1

I'm writing a small function for finding all the subsets of a list of numbers S, the output is a list of lists.

def subsets(S):
    if S is None or len(S) == 0:
        return [[]]

    output_list = []
    sub = [[[], [S[0]]]]
    for i in xrange(1, len(S)):
        without_ith = sub[i - 1]
        with_ith = [element + [S[i]] for element in without_ith]

        # convert to set of tuples, for set union
        without_set = set(tuple(element) for element in without_ith)
        with_set = set(tuple(element) for element in with_ith)
        new_set = without_set | with_set

        # convert back to list of lists
        new = list(list(element) for element in new_set)
        sub.append(new)

    # sort each sublist into non-descending order
    # output_list = [sorted(element) for element in sub[-1]]
    for element in sub[-1]:
        output_list.append(sorted(element))
    return output_list

The algorithm is described in the accepted answer of this post: Finding all the subsets of a set

The thing that annoys me is the conversion from list of lists to set of tuples, and then perform the union of two sets of tuples, and convert back to list of lists. All these happens in every iteration. The reason is that in Python, sets must contain immutable objects, which are hashable, in order to perform set operations with other sets. But lists and sets are mutable and unhashable, tuples or frozensets are required as element of such sets. For my code, I mutate the element lists first and convert them to tuples for the union, and then convert back to lists. I wonder if there is a work-around? It looks not very clean and efficient.
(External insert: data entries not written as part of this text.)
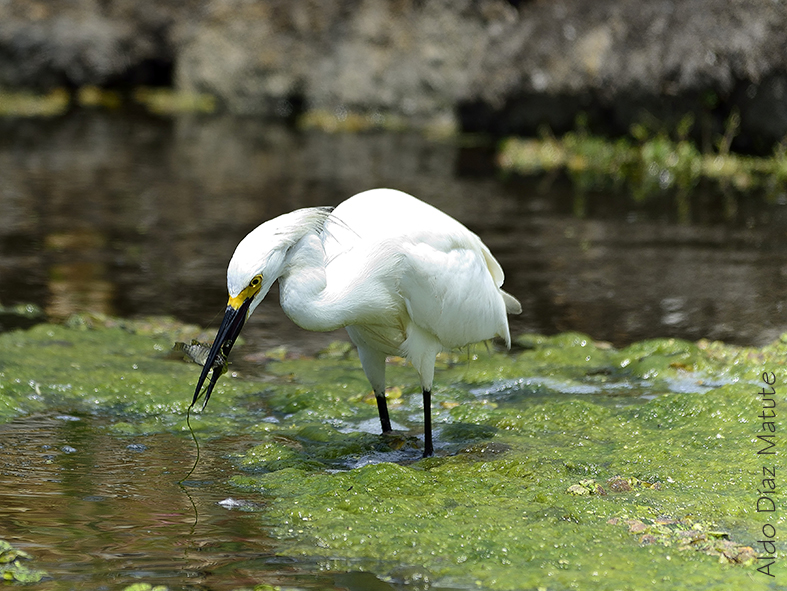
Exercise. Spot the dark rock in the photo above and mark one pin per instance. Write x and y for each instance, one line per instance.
(508, 67)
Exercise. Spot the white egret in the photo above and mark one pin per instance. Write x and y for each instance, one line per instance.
(401, 276)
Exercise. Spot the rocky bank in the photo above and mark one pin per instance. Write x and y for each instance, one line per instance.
(491, 65)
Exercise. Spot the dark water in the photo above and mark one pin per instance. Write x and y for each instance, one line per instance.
(133, 215)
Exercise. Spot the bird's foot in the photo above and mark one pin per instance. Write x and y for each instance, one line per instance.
(396, 441)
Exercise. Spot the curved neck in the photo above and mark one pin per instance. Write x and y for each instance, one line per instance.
(303, 289)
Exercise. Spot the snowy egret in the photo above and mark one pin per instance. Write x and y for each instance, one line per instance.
(402, 277)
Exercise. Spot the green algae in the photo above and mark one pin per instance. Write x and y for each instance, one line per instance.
(498, 514)
(104, 366)
(519, 434)
(13, 569)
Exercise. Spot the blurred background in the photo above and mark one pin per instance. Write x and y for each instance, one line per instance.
(625, 161)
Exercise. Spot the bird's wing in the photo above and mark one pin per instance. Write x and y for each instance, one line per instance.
(451, 290)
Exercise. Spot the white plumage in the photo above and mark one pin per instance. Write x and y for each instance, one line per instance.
(401, 276)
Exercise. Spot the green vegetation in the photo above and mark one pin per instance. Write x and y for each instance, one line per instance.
(13, 569)
(646, 163)
(565, 464)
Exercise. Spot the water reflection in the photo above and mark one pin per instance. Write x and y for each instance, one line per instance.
(134, 215)
(95, 511)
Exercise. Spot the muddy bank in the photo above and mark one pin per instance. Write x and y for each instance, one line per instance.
(506, 67)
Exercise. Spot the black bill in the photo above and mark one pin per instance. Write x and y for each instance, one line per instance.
(229, 330)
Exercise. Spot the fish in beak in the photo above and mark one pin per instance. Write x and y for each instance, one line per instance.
(231, 325)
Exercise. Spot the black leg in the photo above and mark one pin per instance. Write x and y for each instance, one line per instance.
(382, 408)
(428, 449)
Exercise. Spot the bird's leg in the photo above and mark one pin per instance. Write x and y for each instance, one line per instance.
(428, 449)
(382, 408)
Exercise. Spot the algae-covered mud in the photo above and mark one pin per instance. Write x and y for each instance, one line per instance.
(563, 464)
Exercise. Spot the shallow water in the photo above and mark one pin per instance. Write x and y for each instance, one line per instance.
(99, 511)
(133, 215)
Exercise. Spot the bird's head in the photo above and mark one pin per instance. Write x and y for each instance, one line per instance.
(259, 260)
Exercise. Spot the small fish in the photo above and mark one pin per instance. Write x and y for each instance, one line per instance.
(198, 353)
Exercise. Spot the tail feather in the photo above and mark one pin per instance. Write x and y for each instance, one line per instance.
(512, 304)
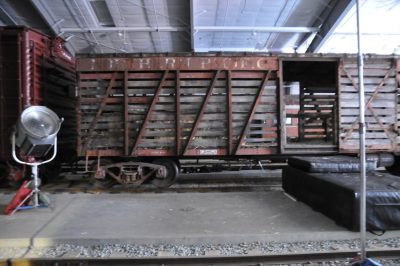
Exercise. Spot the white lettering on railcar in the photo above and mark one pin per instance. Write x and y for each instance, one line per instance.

(And a minor doubt is the list comprehension I commented out # output_list = [sorted(element) for element in sub[-1]]. I'm using PyCharm and it suggests replacing the list comprehension with a for loop. Any reason? I thought list comprehension is always better.)

Community
  • 1
  • 1
Logan Yang
  • 2,364
  • 6
  • 27
  • 43
  • @Logan_Yang This does not answer your question, but in that particular case I would implement it using an iterator via yield which is an "on-demand" approach. That would also remove the last part as you won't need to append items to the output list. – avenet Jan 03 '15 at 01:47
  • 1
    Can't you make `sub` a list of tuples instead of a list of lists? – BrenBarn Jan 03 '15 at 01:50
  • 1
    Why not using itertools for that? Here is one way how to implement it efficiently: http://stackoverflow.com/questions/7988695/getting-the-subsets-of-a-set-in-python –  Jan 03 '15 at 01:51
  • @BrenBarn Yes I can, but I have to convert the tuple back to list in the step `with_ith = [element + [S[i]] for element in without_ith]` because I need to mutate it. – Logan Yang Jan 03 '15 at 01:53
  • @SebastianRaschka Yes indeed, I know there is itertools and it's great but I just tried to implement this algorithm to practice, then using itertools lost the point of practicing. Thanks anyway! ;) – Logan Yang Jan 03 '15 at 01:56
  • @LoganYang: Where do you mutate it? It looks like the only things you mutate (by appending) are`sub` itself and `output_list`, not the other things inside `sub`. – BrenBarn Jan 03 '15 at 01:59
  • @BrenBarn OH yes you are right. I didn't mutate it, what I did was making a copy of it and adding a new element, then performing union on the copies. They are not mutated. Thanks for pointing that out. It can be a little cleaner now. – Logan Yang Jan 03 '15 at 02:04

3 Answers3

1

I like a "counting" approach to such tasks as "returning all subsets". Assuming S is a list of numbers without duplicates:

def subsets(S):   # S is a list of `whatever`
    result = []
    S = sorted(S)  # iff S can't be assumed to be sorted to start
    # S = sorted(set(S)) if duplicates are possible and must be pruned
    for i in range(2**len(S)):
        asubset = []
        for j, x in enumerate(S):
            if i & 1<<j: asubset.append(x)
        result.append(asubset)
    return result

Essentially, this exploits the 1-1 correspondence between subsets of N things and the binary forms of integers from 0 to 2**N - 1.

Alex Martelli
  • 854,459
  • 170
  • 1,222
  • 1,395
  • It's a great method! But I chose to accept the other answer because it's more relevant to my code. Thanks anyway for showing me the great thinking! – Logan Yang Jan 04 '15 at 05:39
1

There are no duplicated items between your without_ith and with_ith lists, since the lists in the former never contain S[i] and those in the latter always do. This means that there is no need to use set objects when you combine them, just concatenate one list onto the other and you'll be good! Or, you could use a single list variable and extend it with a list comprehension:

def subsets(S):
    results = [[]]
    for x in S:
        results.extend([item + [x] for item in results])
    return results

If your input list is sorted, all of the subsets will be too. If the input is not always going to be in order and you need the output to be, loop on sorted(S) instead of S directly. The items in the subsets will always be appear in the same order they are iterated over.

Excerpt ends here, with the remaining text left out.